Existe uma estrita ligação entre a salvaguarda do meio ambiente e o exercício do direito à saúde evidenciada na declaração de Estocolmo, que sublinha que o direito a um ambiente de qualidade permite uma vida digna e de bem estar.
No entanto, o que se nos oferece assistir e sofrer é a permanente violação do direito à saúde, com a exposição das pessoas a agentes químicos perigosos, por inalação, por contacto e por consumo, com efeitos cancerígenos, tóxicos ou perturbadores endócrinos, produtos que, na sua maioria , perduram por muitos anos, após a sua utilização, adoecendo e matando as pessoas, adoecendo e matando a natureza, adoecendo e matando o presente e o futuro da humanidade.
Há um comportamento suicida posto em marcha pelos poderosos causadores da grande crise ambiental a nível planetário e que viola o direito à saúde de toda a humanidade.
Neste particular, temos o exemplo concreto da actual pandemia do COVID-19. Quais as origens? Quais as consequências últimas? Não entrarei no mérito dessa causa. A referencia serve apenas para sublinhar que vivemos um contexto em que a violação do direito à saúde é sistemático, em que a humanidade está a mercê de decisões políticas pouco comprometidas com os direitos humanos.

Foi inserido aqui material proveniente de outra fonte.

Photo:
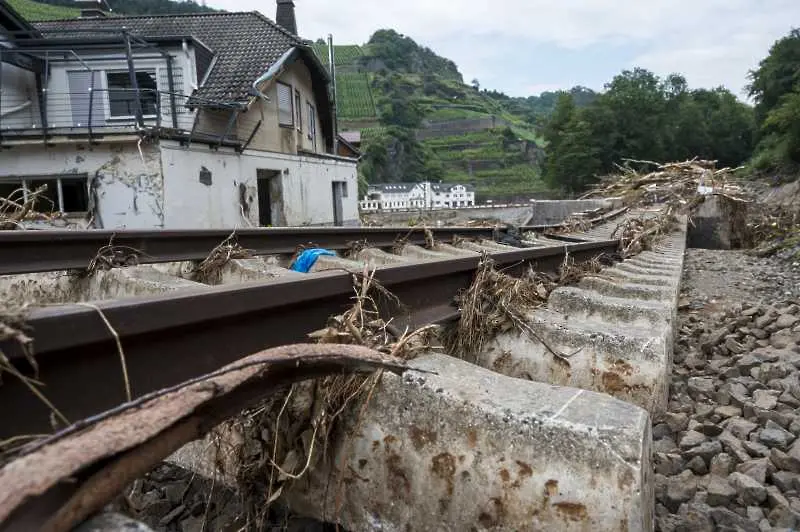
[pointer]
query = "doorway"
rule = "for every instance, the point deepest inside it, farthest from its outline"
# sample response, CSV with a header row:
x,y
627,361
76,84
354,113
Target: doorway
x,y
269,200
339,193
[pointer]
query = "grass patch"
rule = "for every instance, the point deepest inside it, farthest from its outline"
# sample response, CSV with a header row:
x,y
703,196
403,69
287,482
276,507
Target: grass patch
x,y
31,10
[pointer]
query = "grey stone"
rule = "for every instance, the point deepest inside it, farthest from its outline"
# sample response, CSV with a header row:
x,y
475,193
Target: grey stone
x,y
784,517
710,429
695,517
680,489
789,399
664,445
106,522
705,450
719,492
766,399
782,339
775,498
728,521
668,464
733,446
700,386
757,469
785,480
157,509
697,465
691,439
172,515
778,419
785,321
661,430
775,436
754,448
740,427
784,462
722,465
763,321
728,411
676,421
750,490
755,513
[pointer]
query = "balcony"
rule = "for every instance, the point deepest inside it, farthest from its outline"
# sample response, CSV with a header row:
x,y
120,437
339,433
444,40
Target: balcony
x,y
98,113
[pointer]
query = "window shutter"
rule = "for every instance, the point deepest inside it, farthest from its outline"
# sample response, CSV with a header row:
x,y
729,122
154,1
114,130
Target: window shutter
x,y
285,114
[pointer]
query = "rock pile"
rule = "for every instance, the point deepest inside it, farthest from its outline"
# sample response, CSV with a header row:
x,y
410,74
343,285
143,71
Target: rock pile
x,y
727,453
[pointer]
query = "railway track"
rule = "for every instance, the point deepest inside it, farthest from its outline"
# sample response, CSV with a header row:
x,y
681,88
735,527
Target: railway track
x,y
192,329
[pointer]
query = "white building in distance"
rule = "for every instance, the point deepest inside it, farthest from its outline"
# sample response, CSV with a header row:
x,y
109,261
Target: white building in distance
x,y
414,196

A Organização Mundial da Saúde (OMS) declarou, em 11 de março de 2020, a COVID-19 uma pandemia e emitiu uma série de recomendações sanitárias para ajudar a diminuir a proliferação do vírus. Imediatamente se manifestou um problema: a maioria da população mundial que é pobre não pode responder positivamente ao apelo porque não pode ficar em casa: uns não têm casa, outros têm casas em condições insalubres, há casas em que vivem muitas pessoas e não se pode ficar o dia inteiro porque o espaço não permite.

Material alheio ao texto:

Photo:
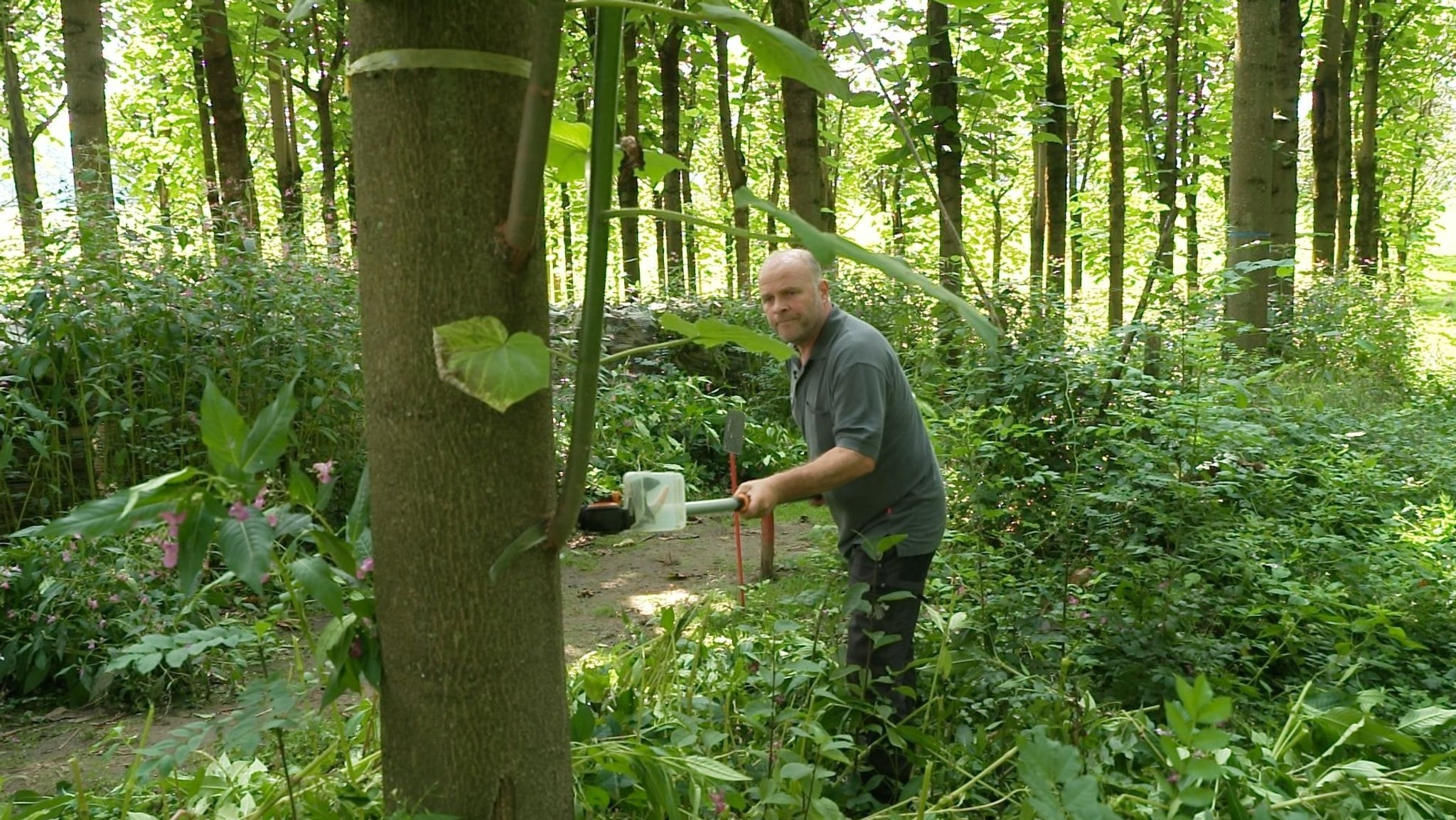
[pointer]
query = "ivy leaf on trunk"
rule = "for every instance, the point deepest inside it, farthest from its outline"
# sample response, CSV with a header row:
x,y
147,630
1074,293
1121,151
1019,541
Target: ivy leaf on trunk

Os pobres e as pobres que ocupam esse território da informalidade, do desemprego, do desalento, do subemprego e da precariedade não têm condições de seguir, à risca, os protocolos sanitários preventivos aconselhados pela OMS. Até porque precisam de ir aos mercados, abarrotados de gente, para comprar alimentos, sob risco de contágio.
A pandemia serviu para desnudar e chamar a atenção para o sistema económico e social destrutivo que trata as pessoas e a natureza como coisas comoditizadas e comercializáveis.
Em África o direito à saúde dos povos africanos é, sistematicamente, violado pelas grandes corporações internacionais predadoras que, além de serem extractivistas, são exportadoras de poluentes e de resíduos tóxicos para o continente africano.
Os sistema depredatório capitalista não está convencido que deve alterar o seu modelo de lidar com a natureza integral que inclui o próprio ser humano, hoje entendido como consumidor e também como mercadoria com obsolescência programada.
Falar de direito à saúde implica uma referência à justiça, tanto individual, quanto social e ecológica. Importa perguntar: quem decide sobre a justiça de toda uma humanidade sacrificada por aqueles que degradam a saúde colectiva?
Existem vários tratados e organismos internacionais para zelarem pela aplicação das normas protectoras do meio ambiente e dos direitos humanos. No entanto, os resultados são irrisórios na medida em que os poderosos têm suficiente poder para contorná-los enquanto assistimos ao agravamento da situação e ouvimos narrativas distópicas, preparando a humanidade para a catástrofe ecológica que se aproxima.